Electrification is key to decarbonising the global economy. Global electricity demand is expected to rise faster over the next two years (+3.4% annually through 2026), driven by demographics, new usages such as AI (data centers are expected to consume 1,000 TWh by 2026) and the electrification of energy needs in buildings, industry and transport. In its base case “STEPS” scenario, the IEA sees electricity demand growing by 1000TWh per year throughout 2035 (45 per cent coming from China), equivalent to adding another Japan to global electricity consumption every year.

The deployment of renewables is driven by increasing power demand and favourable economics

The global weighted average LCOE for utility-scale solar PV projects is now at $0.049/kWh 29 per cent lower than the cheapest fossil fuel-fired option. The economic benefits of solar and wind technologies are compelling, even without subsidies. The Inflation Reduction Act and the Bipartisan Infrastructure Law have laid the groundwork for clean energy progress, and local, state and private sector leaders are expected to carry this momentum forward. Increasing power demand and further improvements in LCOE are the key drivers of the 2.7x increase in capacity by 2030 envisaged by the IEA in its base case scenario.

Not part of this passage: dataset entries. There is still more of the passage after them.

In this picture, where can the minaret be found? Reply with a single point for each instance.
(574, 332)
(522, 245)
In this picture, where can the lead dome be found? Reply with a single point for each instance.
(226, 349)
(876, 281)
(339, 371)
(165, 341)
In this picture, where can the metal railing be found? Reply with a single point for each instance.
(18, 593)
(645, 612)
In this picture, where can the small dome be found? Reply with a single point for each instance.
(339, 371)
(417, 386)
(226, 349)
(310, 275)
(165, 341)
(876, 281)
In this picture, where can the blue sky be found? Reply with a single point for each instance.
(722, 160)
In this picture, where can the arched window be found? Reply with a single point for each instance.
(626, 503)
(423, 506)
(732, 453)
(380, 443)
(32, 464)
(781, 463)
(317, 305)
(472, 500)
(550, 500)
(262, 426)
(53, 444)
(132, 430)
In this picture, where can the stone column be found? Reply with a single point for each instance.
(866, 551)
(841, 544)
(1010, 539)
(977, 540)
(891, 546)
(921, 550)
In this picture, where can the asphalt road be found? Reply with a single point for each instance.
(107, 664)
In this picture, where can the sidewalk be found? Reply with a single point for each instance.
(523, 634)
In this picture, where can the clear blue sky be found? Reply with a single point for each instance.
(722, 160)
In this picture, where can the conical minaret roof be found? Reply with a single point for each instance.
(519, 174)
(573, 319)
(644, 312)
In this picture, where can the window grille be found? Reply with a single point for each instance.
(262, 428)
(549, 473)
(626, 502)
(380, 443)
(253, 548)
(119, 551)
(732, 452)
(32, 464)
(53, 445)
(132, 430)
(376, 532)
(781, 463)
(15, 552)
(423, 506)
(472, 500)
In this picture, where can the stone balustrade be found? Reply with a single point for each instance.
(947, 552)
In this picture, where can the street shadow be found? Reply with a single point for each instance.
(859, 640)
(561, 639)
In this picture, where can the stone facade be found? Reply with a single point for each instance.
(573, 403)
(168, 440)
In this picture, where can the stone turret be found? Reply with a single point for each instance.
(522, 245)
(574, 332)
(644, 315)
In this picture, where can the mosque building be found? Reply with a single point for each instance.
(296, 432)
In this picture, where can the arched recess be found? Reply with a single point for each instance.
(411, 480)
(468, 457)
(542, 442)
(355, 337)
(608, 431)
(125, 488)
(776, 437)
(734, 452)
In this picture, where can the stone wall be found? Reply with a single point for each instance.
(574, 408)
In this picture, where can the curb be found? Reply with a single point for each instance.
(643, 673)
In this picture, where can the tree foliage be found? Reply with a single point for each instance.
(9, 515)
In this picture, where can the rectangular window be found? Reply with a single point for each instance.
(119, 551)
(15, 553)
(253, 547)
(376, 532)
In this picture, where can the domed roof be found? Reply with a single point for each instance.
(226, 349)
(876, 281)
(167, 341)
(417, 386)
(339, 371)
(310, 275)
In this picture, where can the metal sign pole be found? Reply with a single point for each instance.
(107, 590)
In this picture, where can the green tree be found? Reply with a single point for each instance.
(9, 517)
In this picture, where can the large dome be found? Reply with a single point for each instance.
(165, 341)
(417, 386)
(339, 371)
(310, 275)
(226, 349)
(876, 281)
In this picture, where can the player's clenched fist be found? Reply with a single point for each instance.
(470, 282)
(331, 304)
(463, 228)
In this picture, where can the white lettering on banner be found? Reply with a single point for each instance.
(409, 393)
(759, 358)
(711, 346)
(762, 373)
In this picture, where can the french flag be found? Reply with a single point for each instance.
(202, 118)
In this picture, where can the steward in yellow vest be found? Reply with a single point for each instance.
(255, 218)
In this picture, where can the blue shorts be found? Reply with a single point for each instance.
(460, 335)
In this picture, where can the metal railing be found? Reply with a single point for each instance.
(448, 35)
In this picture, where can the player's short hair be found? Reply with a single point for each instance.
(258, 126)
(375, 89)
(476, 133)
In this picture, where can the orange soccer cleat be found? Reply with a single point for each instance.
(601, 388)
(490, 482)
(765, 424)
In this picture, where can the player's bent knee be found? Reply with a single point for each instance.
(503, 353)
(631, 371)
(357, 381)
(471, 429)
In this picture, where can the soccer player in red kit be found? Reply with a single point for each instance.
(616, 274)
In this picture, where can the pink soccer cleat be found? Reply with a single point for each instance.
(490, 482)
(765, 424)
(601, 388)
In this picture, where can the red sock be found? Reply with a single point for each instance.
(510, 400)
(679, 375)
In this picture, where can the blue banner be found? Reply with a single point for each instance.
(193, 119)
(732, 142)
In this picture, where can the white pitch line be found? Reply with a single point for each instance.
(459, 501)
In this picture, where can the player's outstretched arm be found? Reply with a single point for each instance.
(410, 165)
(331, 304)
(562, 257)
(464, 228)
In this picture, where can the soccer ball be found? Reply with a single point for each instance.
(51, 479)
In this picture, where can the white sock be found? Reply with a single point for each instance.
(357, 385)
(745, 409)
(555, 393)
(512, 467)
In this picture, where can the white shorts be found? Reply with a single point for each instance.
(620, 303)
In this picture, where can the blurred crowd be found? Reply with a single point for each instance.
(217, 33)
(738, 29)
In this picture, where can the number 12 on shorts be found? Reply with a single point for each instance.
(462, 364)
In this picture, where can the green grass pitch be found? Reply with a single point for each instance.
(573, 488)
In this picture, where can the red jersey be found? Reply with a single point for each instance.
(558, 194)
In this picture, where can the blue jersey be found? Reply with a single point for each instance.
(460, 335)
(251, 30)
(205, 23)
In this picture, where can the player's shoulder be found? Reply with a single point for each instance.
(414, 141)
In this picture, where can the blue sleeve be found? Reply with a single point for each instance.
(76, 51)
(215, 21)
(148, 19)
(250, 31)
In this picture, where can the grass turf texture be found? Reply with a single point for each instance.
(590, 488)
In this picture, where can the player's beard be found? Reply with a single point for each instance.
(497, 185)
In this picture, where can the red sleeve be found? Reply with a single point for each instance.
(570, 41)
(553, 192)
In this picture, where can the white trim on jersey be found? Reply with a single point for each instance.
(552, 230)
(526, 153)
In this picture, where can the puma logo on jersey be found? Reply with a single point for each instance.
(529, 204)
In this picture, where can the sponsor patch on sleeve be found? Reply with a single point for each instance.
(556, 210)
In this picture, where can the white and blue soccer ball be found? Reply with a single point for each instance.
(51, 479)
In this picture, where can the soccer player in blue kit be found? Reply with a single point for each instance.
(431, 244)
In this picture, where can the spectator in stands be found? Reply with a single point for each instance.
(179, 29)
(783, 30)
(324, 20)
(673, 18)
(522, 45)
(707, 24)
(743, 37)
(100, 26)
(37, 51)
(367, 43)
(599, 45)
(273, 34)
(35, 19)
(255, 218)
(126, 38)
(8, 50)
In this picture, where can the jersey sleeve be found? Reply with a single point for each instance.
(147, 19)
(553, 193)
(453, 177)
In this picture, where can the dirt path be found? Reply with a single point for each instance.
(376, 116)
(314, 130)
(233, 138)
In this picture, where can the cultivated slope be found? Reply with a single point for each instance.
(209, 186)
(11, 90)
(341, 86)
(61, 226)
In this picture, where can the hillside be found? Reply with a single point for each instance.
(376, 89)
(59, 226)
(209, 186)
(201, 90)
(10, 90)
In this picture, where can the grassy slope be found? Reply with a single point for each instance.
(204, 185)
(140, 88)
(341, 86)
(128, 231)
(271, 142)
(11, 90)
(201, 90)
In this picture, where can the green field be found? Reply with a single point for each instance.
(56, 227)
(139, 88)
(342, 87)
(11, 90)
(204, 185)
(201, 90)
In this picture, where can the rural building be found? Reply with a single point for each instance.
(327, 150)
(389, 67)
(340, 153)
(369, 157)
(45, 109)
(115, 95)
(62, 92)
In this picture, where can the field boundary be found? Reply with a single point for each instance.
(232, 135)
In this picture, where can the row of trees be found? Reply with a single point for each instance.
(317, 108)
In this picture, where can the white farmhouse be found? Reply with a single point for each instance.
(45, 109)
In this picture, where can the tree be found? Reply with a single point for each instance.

Massive grid investments are required to unlock the green potential

Upgrading and expanding transmission infrastructure is essential to decarbonise power systems. In the U.S., more than 70% of grid transmission lines and transformers are old and vulnerable to power outages, cyber-attacks, and susceptible of causing wildfires. According to the IEA, investments in grids must double to over $900 billion annually to meet climate goals, with every 1$ invested in renewables requiring another 1$ in grids. As of 2023, almost 1,500 GW of advanced wind and solar projects were in global connection queues, waiting to connect to the electricity grid due to a lack of grid availability. Governments have a crucial role to play in unlocking investments in larger, more resilient and more digitalised grids.

The (still) missing piece to net zero power systems: energy storage

The demand for storage solutions is rising rapidly. Battery storage capacity was projected to grow by 82 per cent in 2024, with technological improvements allowing to reduce costs and improve efficiency up to 2030. In particular, sodium-ion battery technologies and on the longer term solid-state batteries are expected to help resolve the stationary storage technological conundrum, that has so far prevented energy storage system from playing the role they should in decarbonising power grids. We expect technological breakthrough in this space to happen before 2030.

Conclusion

The political developments of 2024 have challenged the transition to net zero. However, the physical reality of climate change remains the same, or worse. A senior US advisor said in Baku: “This is not the end of our fight for a cleaner, safer planet. Facts are still facts. Science is still science. The fight is bigger than one election, one political cycle in one country”.

The momentum around the transition is now supported by the drive for increased economic competitiveness and the need to ensure maximum energy supply chain independence, that should mitigate the influence of shorter-term political changes. Ultimately, in the context of deglobalisation, investments needed for the transition are likely to be higher than expected, creating a wide range of investment opportunities.